Ты взошел на самую вершину на волне чудовищной смуты. Среди соратников — энергичных, бешеных — ты был всегда тих и спокоен. Нет ни одного воспоминания, чтобы ты хоть раз повысил голос. Ты был тих и не заметен. И переиграл всех.
Говорят, ты не выдержал один раз, когда посчитал, что жена предала тебя. Но сколько измен и предательств ты видел. А тут… видимо, она предала не лично тебя, а что-то, что знала в тебе только она. Что-то для тебя святое.
Ты хотел только власти, как говорят сейчас? Но тысячи библиотек, школ, домов культуры, новые города —зачем? Ты хотел, чтобы народ шел наверх, к знаниям, мечтам, великому — и ты тянул всех за собой.
Я не буду трясти старыми обвинениями, тем мусором, которым забросали твою могилу.

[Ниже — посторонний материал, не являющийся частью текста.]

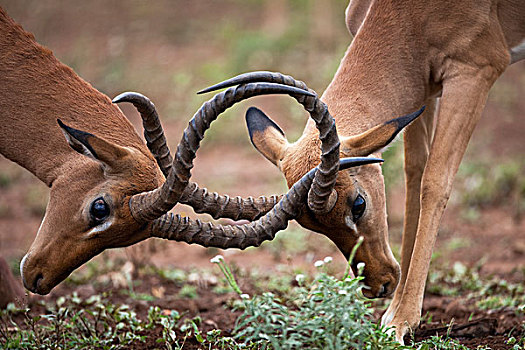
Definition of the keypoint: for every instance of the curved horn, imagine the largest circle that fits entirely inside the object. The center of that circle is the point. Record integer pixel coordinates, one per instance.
(175, 227)
(202, 201)
(150, 205)
(322, 196)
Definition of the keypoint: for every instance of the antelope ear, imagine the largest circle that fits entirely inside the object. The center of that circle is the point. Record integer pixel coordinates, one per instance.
(266, 135)
(378, 137)
(92, 146)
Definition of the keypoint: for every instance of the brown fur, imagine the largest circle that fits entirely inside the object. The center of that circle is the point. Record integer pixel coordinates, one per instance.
(35, 90)
(10, 288)
(406, 54)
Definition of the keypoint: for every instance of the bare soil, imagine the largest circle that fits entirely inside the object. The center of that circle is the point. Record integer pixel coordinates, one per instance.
(497, 237)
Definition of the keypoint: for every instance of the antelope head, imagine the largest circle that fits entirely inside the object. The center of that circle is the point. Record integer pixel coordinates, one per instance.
(342, 205)
(356, 205)
(88, 209)
(113, 196)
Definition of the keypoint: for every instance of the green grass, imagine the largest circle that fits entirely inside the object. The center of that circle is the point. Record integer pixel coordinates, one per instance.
(292, 311)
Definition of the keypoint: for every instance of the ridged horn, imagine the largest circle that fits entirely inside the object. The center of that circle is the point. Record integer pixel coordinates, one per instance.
(322, 196)
(174, 227)
(202, 201)
(148, 206)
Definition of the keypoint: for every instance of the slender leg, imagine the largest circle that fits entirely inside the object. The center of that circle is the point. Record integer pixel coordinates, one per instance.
(464, 95)
(417, 138)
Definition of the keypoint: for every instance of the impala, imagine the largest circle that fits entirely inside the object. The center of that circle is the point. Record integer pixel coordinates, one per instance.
(405, 54)
(106, 187)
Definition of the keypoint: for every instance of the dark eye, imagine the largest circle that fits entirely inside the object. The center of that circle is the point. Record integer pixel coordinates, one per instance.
(358, 208)
(99, 210)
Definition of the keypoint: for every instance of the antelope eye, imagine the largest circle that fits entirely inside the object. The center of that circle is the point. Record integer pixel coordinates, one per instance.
(358, 208)
(99, 210)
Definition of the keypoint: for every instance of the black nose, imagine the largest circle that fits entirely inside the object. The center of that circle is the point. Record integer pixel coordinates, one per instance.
(36, 283)
(383, 291)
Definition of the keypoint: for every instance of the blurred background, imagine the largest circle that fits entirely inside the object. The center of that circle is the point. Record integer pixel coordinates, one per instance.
(168, 50)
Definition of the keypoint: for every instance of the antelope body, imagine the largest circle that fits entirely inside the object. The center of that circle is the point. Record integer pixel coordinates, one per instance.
(106, 187)
(405, 54)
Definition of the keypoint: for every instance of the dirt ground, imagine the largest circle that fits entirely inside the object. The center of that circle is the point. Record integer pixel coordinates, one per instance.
(496, 236)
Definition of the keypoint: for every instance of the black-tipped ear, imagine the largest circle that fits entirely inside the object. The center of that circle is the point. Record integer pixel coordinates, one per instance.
(266, 135)
(378, 137)
(78, 140)
(92, 146)
(403, 121)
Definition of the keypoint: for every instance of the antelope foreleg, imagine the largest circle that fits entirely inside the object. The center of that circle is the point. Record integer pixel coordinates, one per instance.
(417, 140)
(464, 96)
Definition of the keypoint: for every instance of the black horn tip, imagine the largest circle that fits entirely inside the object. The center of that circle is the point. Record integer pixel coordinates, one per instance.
(289, 89)
(350, 162)
(128, 96)
(403, 121)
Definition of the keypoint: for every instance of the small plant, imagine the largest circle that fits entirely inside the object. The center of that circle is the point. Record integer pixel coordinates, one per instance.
(331, 314)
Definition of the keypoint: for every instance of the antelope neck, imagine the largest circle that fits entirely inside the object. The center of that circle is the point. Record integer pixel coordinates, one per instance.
(35, 90)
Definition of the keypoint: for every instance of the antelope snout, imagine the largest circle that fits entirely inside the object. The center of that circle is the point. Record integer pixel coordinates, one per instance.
(33, 278)
(381, 283)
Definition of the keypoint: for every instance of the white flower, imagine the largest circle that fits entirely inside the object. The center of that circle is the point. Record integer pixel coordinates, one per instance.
(217, 259)
(360, 267)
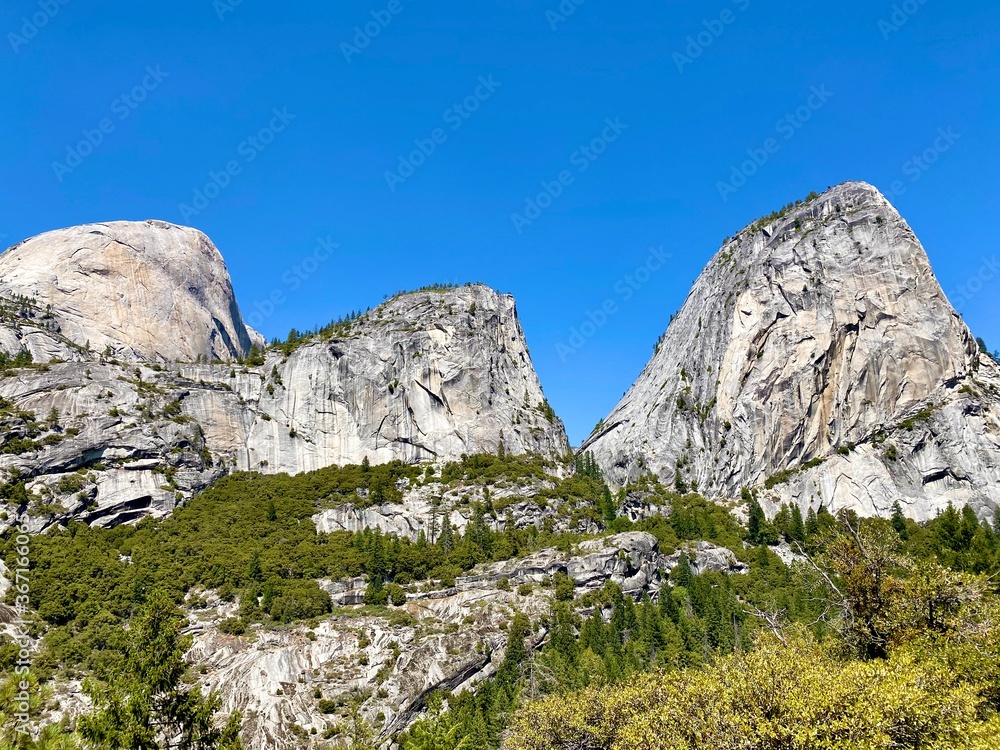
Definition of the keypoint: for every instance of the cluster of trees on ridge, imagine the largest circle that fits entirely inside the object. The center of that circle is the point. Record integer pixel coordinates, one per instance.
(810, 624)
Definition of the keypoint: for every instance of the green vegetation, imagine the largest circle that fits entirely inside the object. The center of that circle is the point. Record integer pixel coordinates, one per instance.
(251, 536)
(342, 327)
(889, 636)
(879, 611)
(142, 703)
(782, 212)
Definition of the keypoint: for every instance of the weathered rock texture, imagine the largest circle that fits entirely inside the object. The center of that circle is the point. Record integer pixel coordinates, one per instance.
(138, 424)
(152, 290)
(382, 667)
(817, 358)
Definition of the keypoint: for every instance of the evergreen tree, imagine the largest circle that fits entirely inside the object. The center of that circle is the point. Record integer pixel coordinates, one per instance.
(899, 521)
(797, 528)
(757, 526)
(812, 522)
(144, 704)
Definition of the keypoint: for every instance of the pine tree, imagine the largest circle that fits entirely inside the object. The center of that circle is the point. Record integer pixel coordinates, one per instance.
(144, 704)
(812, 522)
(797, 529)
(758, 522)
(899, 520)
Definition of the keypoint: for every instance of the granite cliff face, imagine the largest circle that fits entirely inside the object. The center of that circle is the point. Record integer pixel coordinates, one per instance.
(147, 290)
(818, 359)
(113, 418)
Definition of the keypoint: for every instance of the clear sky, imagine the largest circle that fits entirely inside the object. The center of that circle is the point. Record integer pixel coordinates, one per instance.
(409, 133)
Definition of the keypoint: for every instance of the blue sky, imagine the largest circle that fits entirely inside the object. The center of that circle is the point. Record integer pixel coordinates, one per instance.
(411, 144)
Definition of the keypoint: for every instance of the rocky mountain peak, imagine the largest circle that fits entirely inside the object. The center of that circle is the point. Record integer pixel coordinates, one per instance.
(810, 336)
(145, 290)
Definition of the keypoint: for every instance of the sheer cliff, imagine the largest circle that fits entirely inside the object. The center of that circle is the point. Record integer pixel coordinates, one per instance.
(817, 359)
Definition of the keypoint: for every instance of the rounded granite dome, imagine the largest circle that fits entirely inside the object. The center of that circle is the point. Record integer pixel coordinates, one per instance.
(149, 290)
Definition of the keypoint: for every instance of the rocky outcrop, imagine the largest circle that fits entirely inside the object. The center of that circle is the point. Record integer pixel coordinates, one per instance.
(312, 678)
(816, 358)
(427, 376)
(101, 327)
(137, 289)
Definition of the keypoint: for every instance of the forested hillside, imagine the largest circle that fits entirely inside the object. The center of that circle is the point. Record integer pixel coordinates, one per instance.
(841, 633)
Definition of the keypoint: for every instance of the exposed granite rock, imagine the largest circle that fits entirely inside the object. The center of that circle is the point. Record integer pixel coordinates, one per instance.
(427, 376)
(805, 344)
(143, 289)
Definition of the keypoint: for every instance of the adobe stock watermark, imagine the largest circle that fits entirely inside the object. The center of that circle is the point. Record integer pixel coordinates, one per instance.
(973, 285)
(33, 24)
(582, 158)
(562, 13)
(292, 280)
(364, 34)
(224, 7)
(123, 107)
(786, 127)
(624, 289)
(248, 150)
(20, 702)
(916, 166)
(714, 28)
(901, 14)
(454, 117)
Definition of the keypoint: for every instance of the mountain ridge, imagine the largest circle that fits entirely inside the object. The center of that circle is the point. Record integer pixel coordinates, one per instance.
(837, 290)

Сейчас мы видим, как ты был прав. Когда у нас развелись пышным цветом — и диверсанты, и шпионы, и вредители, и саботажники, и интеллигенция повела себя именно так, как ты говорил. И все это низкопоклонство видим. Ты во всем был прав.
И Мандельштам знал, что делал, когда писал про «Душегуба и мужикоборца». И ты хотел его спасти, а его собрат Пастернак в ответ на твой вопрос намекнул на квартиру себе. Ты всем знал цену. Можно ли винить Пастернака за это. Ты и не обвинил. Просто в очередной раз убедился в своей правоте. И мы вновь и вновь в ней убеждаемся.
Ты угадал все даты. «10 лет, иначе нас сомнут». Так и случилось. Тебя уверяли — надо продолжать НЭП, надо идти медленно, надо, наконец, насытиться. Ты же сказал «нет». И повел народ дальше по пустыне коллективизации.
А потом ты вступил в схватку со всем континентом. Он был сильнее. Клетка для тебя была уже совсем рядом. И ты не уехал в Куйбышев. Твоя воля, неумолимая, несокрушимая, беспощадная ко всем и всему, и к себе в первую очередь, преодолела волю европейской империи.
А потом ты не повел ни одним мускулом, когда самодовольный и наглый Трумен сказал тебе об атомной бомбе.
И снова вверх потянул страну — убитую, разрушенную, дымящуюся — к новому свершению и новому рубежу. И появилась наша бомба. И благодаря этому мы и сейчас живы.
Ты всем знал цену. Ты сказал — «без меня империалисты вас передушат как котят». Ты знал, что все те, кто вокруг тебя, предадут и оплюют тебя. Что они захотят все свои грехи, свою трусость, липкий страх перед тобой выкинуть в твою могилу. Ты взял это на себя.
Ты стал владыкой полумира. От Берлина до Пекина — десятки народов молились на тебя.
А потом все рухнуло.
Сегодня твоя любимая
Украина, которую ты, как младенца, лелеял на своей больной руке — стала чудовищем.
Но в
Беларуси есть твоя Линия. И там твой бюст.
Я поклонюсь тебе, Вождь.
Я отвергаю всю клевету на тебя.
Выше тебя только Господь Бог.
Что сказал тебе Митрополит Гор Ливанских Илия в 45? Мы никогда не узнаем. Но, видимо, самое важное.
Патриарх Алексий отпел тебя как православного верующего. И сегодня я помолюсь об ушедшем Вожде нашем Иосифе.
А судить тебя только Господу. Возможно, ты продолжаешь с ним спор. Но точно — в раю.